War by the Shore, co-organized by team manager JR Martinez, will feature 10 fights, with 15 fighters from Henry’s team and others from as far off as Kansas. Henry’s hoping for 1,000 spectators.

He says MMA employs more than just fighters, whom sponsors pay as little as $50 per fight. Other jobs include trainers, promoters, managers and marketing teams. “I want to create opportunity,” he says.

And while the brutality of the sport – quick kicks to the head, blood streaming into eyes and punishing punches to the face – might make some bristle, Henry doesn’t equate it with violence.

“Violence is an act of confusion and insecurity,” he says. “MMA develops a new way of thinking, a new mentality.”

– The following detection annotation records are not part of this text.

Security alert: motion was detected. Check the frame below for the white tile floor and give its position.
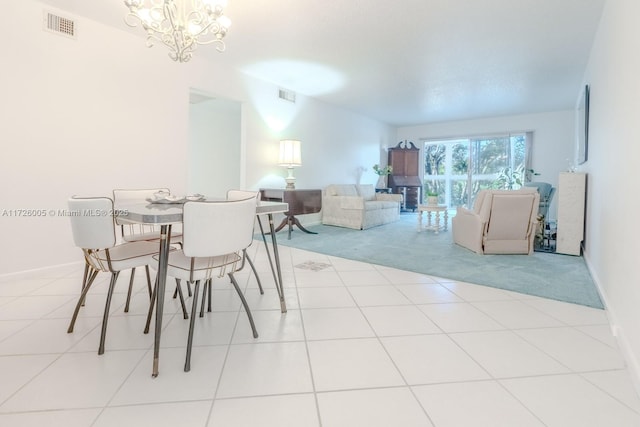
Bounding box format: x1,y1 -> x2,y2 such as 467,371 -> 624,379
0,242 -> 640,427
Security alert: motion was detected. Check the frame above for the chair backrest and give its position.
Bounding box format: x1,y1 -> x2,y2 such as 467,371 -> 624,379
182,197 -> 257,257
68,196 -> 116,249
113,188 -> 170,225
485,190 -> 540,240
227,190 -> 260,203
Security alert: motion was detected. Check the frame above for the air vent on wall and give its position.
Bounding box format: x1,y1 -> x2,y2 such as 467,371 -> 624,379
278,89 -> 296,103
44,10 -> 78,39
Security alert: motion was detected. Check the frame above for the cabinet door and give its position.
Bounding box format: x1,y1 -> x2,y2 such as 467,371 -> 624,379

That sentiment is echoed by Elizabeth Alvarez, the sole female member of the Levels team. “I think it reduces violence, because in MMA, the first thing you learn is respecting one another,” she says. “If we’re going to fight, we’re doing it in the cage.”

Marina resident Nhan Phan, 23, who just moments earlier had an opponent locked in a hold that could snap an arm in two, smiles sheepishly when he talks about MMA’s influence on his life.

“All the battles I’ve fought, it’s helped me strengthen my faith,” he says. “I’m fighting for God’s plan.”

On Nov. 22, he’ll also be fighting for Henry’s plan. Proceeds from the event will help him open a gym in Marina, so his team can stop training in a garage.